The C-reactive protein (CRP) is part of the body’s defense mechanism and is produced by the liver. CRP concentration rises when there is inflammation in the body.

Patients in the severe and moderate clusters had higher levels of interleukin-6, an inflammatory biomarker, compared with the mild cluster, researchers noted.

There are some limitations to the ongoing cohort study, the researchers said. One is the selection bias for participants returning for a one-year visit, even though no overt differences have been found between those who were assessed after a year and those who did not participate.

The authors also cautioned that results might not be as applicable to the wider population because the proportion of patients who required invasive mechanical ventilation in the study’s cohort was higher than is typical for a U.K. hospital. Another limitation is the smaller proportion of women in the study, which could mean worse outcomes in the general population.

Because some of the assessments are self-reported, including describing their health and pre-existing comorbidities prior to being infected with COVID-19, there may be recall bias as well. Researchers said they were in the process of acquiring patient records and other hospital data. The study also does not include those infected with newer variants and also included patients who would not have been vaccinated at the time of infection.

“Although our data are relevant to patients discharged under similar conditions, further research is needed to understand the effect of current acute care, newer SARS-CoV-2 variants, and vaccination status before and after contracting COVID-19,” researchers wrote.
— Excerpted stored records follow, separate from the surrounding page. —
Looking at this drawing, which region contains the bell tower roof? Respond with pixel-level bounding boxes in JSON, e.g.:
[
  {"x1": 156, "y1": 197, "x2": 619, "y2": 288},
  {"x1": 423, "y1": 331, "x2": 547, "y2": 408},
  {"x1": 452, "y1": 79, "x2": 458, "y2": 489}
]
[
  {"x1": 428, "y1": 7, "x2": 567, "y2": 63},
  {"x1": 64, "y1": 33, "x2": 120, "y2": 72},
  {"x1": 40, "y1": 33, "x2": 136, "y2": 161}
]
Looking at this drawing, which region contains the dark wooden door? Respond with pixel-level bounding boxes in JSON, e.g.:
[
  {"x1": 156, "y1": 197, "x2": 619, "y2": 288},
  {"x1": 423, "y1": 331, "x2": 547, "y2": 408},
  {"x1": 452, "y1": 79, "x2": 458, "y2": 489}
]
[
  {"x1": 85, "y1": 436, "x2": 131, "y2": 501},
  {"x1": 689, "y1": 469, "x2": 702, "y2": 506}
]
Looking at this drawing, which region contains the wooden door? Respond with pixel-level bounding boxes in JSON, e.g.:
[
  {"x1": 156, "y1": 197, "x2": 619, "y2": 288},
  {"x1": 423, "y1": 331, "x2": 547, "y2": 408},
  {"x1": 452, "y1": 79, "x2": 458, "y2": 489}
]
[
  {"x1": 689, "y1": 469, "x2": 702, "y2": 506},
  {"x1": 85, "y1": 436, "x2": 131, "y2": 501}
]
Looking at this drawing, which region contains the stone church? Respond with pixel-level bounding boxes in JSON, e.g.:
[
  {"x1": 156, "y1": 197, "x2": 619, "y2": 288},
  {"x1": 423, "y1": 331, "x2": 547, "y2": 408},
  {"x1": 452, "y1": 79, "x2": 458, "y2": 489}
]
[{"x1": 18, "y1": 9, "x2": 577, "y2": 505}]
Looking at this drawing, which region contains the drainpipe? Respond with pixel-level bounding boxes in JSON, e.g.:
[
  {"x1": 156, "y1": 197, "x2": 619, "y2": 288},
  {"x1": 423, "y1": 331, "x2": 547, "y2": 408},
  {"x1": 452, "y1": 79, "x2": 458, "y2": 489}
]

There is currently no specific treatment for long COVID, but the study’s finding of “persistent systemic inflammation, particularly in those in the very severe and moderate with cognitive impairment clusters, suggest that these groups might respond to anti-inflammatory strategies,” the authors wrote.

The results also highlight the need to closely integrate physical and mental health care for long COVID patients to alleviate symptoms and to share knowledge between health-care professionals to improve patient care, researchers wrote.

“Our study highlights an urgent need for health-care services to support this large and rapidly increasing patient population in whom a substantial burden of symptoms exist,” said professor Christopher Brightling in a statement.

“Without effective treatments, long COVID could become a highly prevalent new long-term condition.”